Note that onnx2tf fixes all elements to 1 when performing accuracy checks. Do not use real images or test data. This is because the type of input data is not known.

If the error check using the -cotof option with all test data set at 1 converges to an error of around 1e-4, the inference results of your test code should also be within an error of around 1e-4 for all elements.

The onnx range of values were [4.7, 24.7] and the tflite range is [0.68631876, 11.6238165] and with metric depth such disparity matters.

Therefore, as you point out, the situation where the final output values ​​of each model differ by more than a factor of 10 is clearly not a problem with the models themselves.

[AD-lite24]

If you eventually quantize to INT8/Float16 and use the model, accuracy is likely to degrade if the normalization process is performed at the beginning of the model. This is because the results vary greatly depending on the type of calibration performed during quantization, so including normalization in preprocessing does not necessarily result in a deterioration in accuracy.

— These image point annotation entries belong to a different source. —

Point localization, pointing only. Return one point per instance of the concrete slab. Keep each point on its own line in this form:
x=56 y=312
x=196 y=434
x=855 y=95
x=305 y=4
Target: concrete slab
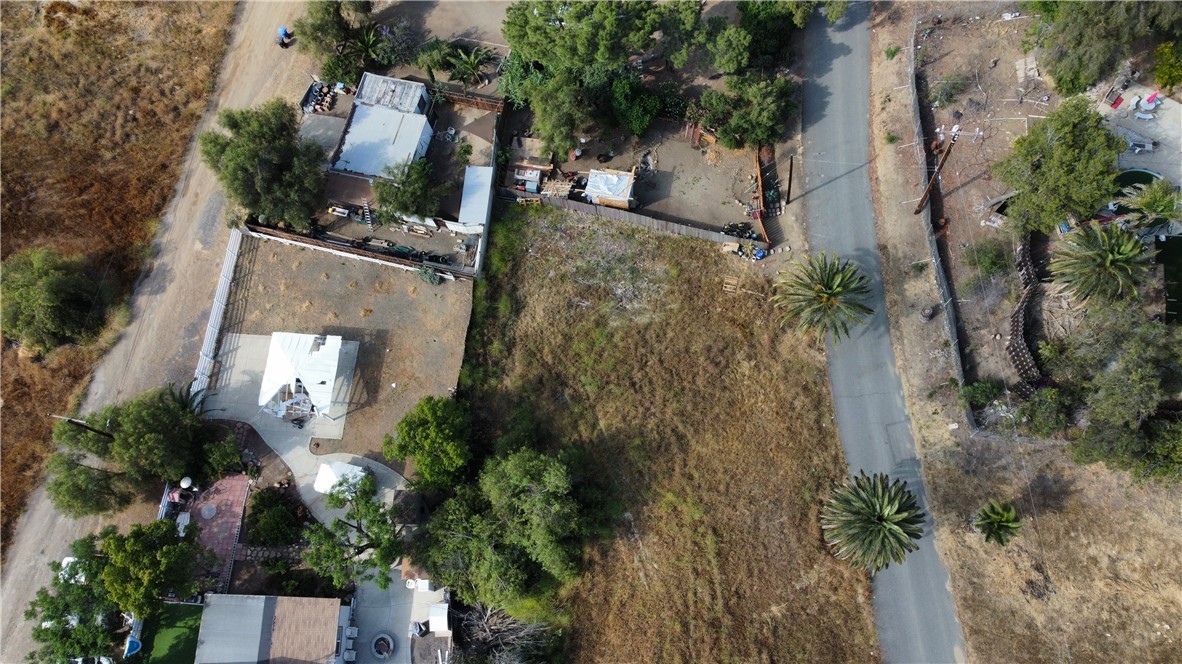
x=1166 y=128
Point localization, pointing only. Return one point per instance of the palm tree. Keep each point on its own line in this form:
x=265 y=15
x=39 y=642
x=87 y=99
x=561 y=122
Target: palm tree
x=466 y=66
x=1101 y=262
x=998 y=521
x=872 y=522
x=823 y=293
x=1151 y=203
x=435 y=54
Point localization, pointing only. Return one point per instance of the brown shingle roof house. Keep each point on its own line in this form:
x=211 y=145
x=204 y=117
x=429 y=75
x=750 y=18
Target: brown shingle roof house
x=278 y=630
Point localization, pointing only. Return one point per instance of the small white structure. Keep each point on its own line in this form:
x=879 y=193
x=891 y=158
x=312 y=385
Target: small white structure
x=611 y=188
x=437 y=620
x=476 y=203
x=300 y=375
x=385 y=127
x=333 y=472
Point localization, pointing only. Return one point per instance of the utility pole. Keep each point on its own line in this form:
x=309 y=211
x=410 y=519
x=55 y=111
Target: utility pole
x=82 y=424
x=935 y=176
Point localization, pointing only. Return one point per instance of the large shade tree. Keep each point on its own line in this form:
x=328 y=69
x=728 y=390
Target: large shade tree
x=75 y=614
x=1101 y=262
x=149 y=562
x=435 y=434
x=1064 y=167
x=359 y=546
x=872 y=522
x=823 y=293
x=47 y=300
x=264 y=164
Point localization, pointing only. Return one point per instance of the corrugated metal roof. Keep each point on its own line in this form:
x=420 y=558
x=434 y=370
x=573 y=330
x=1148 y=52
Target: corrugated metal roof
x=378 y=137
x=478 y=196
x=393 y=93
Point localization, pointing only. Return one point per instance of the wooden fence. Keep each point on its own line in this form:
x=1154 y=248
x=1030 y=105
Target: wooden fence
x=673 y=227
x=346 y=251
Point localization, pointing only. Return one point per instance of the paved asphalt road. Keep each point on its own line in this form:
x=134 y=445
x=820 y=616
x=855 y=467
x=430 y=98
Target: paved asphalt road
x=913 y=603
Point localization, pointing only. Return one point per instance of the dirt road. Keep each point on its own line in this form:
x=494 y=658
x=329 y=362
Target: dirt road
x=170 y=305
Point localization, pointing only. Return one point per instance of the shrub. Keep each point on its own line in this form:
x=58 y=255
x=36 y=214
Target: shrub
x=982 y=392
x=1168 y=64
x=47 y=300
x=1044 y=414
x=946 y=91
x=635 y=106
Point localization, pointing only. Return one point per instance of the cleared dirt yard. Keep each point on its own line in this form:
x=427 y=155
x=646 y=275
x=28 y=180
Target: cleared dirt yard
x=411 y=333
x=1093 y=574
x=709 y=424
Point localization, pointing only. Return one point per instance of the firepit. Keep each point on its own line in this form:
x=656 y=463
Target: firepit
x=383 y=646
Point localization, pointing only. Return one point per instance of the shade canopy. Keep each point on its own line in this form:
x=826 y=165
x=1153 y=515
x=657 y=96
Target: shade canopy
x=333 y=472
x=297 y=365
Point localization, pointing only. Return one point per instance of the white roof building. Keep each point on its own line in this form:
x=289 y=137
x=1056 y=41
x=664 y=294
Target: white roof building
x=300 y=375
x=385 y=127
x=333 y=472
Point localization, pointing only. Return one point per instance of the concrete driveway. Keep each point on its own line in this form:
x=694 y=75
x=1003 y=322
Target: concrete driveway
x=914 y=607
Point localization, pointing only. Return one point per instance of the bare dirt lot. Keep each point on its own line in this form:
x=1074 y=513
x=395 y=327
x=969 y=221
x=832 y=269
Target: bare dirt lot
x=708 y=422
x=1089 y=579
x=411 y=333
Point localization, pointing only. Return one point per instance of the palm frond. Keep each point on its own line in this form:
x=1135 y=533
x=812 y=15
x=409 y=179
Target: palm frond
x=998 y=521
x=823 y=293
x=1104 y=264
x=872 y=522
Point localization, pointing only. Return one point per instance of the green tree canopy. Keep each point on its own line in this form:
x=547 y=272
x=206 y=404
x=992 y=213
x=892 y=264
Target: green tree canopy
x=408 y=190
x=155 y=435
x=322 y=28
x=731 y=49
x=872 y=522
x=150 y=561
x=530 y=495
x=998 y=521
x=1101 y=262
x=47 y=300
x=264 y=164
x=823 y=293
x=635 y=106
x=75 y=614
x=1065 y=166
x=361 y=546
x=435 y=435
x=1084 y=41
x=463 y=549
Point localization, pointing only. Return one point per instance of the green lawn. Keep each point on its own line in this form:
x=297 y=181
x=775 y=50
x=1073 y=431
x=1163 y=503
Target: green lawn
x=171 y=638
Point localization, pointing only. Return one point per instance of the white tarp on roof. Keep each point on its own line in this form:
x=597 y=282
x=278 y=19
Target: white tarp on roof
x=309 y=358
x=437 y=620
x=478 y=199
x=333 y=472
x=378 y=137
x=609 y=184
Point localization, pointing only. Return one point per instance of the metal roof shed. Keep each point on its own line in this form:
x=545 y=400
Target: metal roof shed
x=476 y=202
x=611 y=188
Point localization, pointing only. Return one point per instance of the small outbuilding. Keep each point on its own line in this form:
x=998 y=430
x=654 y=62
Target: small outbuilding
x=611 y=188
x=300 y=375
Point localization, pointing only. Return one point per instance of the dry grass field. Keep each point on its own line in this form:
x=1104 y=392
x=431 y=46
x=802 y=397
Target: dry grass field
x=99 y=104
x=1093 y=575
x=708 y=423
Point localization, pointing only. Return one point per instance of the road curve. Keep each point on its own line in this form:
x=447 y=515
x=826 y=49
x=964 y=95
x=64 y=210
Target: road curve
x=913 y=601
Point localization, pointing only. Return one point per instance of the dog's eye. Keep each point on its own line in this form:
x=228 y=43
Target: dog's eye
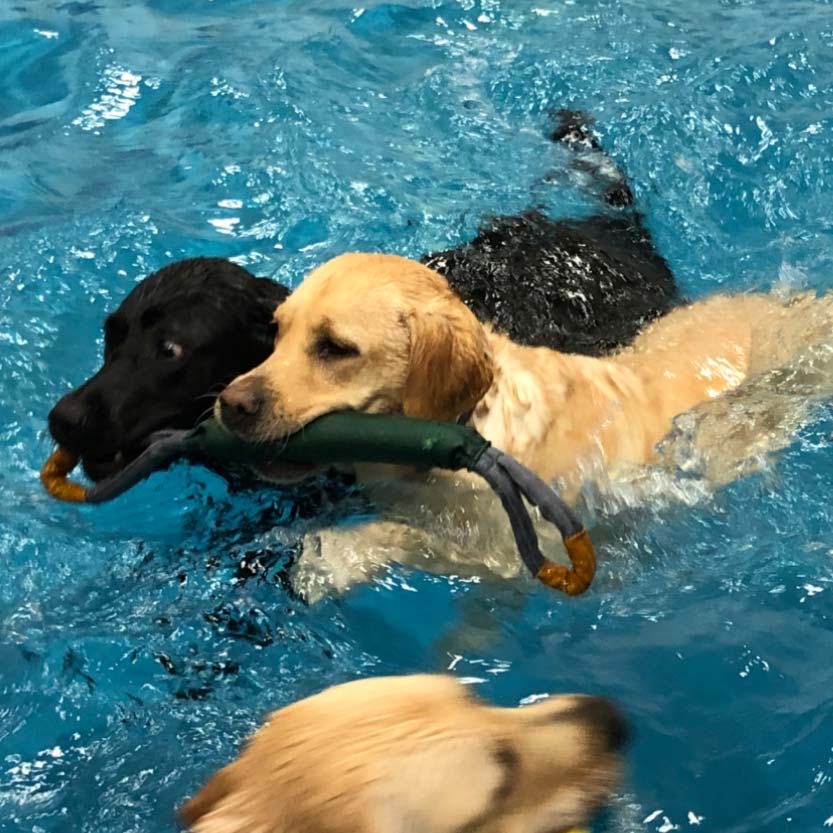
x=328 y=349
x=171 y=350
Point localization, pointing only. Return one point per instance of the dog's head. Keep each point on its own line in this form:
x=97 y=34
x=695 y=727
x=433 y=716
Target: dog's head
x=418 y=753
x=177 y=339
x=366 y=332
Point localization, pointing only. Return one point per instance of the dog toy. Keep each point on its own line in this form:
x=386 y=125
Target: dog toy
x=352 y=437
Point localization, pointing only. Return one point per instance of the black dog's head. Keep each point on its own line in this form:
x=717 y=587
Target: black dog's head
x=177 y=339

Makes sense. Using float32 here but yes still holds true.

Thanks for the detail, I get why conversion is so hard especially for these larger models. So from what I can tell it is just not that easy to convert accurately for this particular model. And any arbitrary changes made by tflite cant be predicted (though normalization is not a big factor).

Therefore, as you point out, the situation where the final output values ​​of each model differ by more than a factor of 10 is clearly not a problem with the models themselves.

So the issue is tflite? The values are close but not accurate enough, but that cant be explained since -cotof test does give an error of less than 1e-4. Maybe some depth scaling? I will figure out the scale factor if there is one. Thanks a bunch!

[PINTO0309]

I have to attend a conference for the next three days, so my investigation and definitive answer will be a little delayed.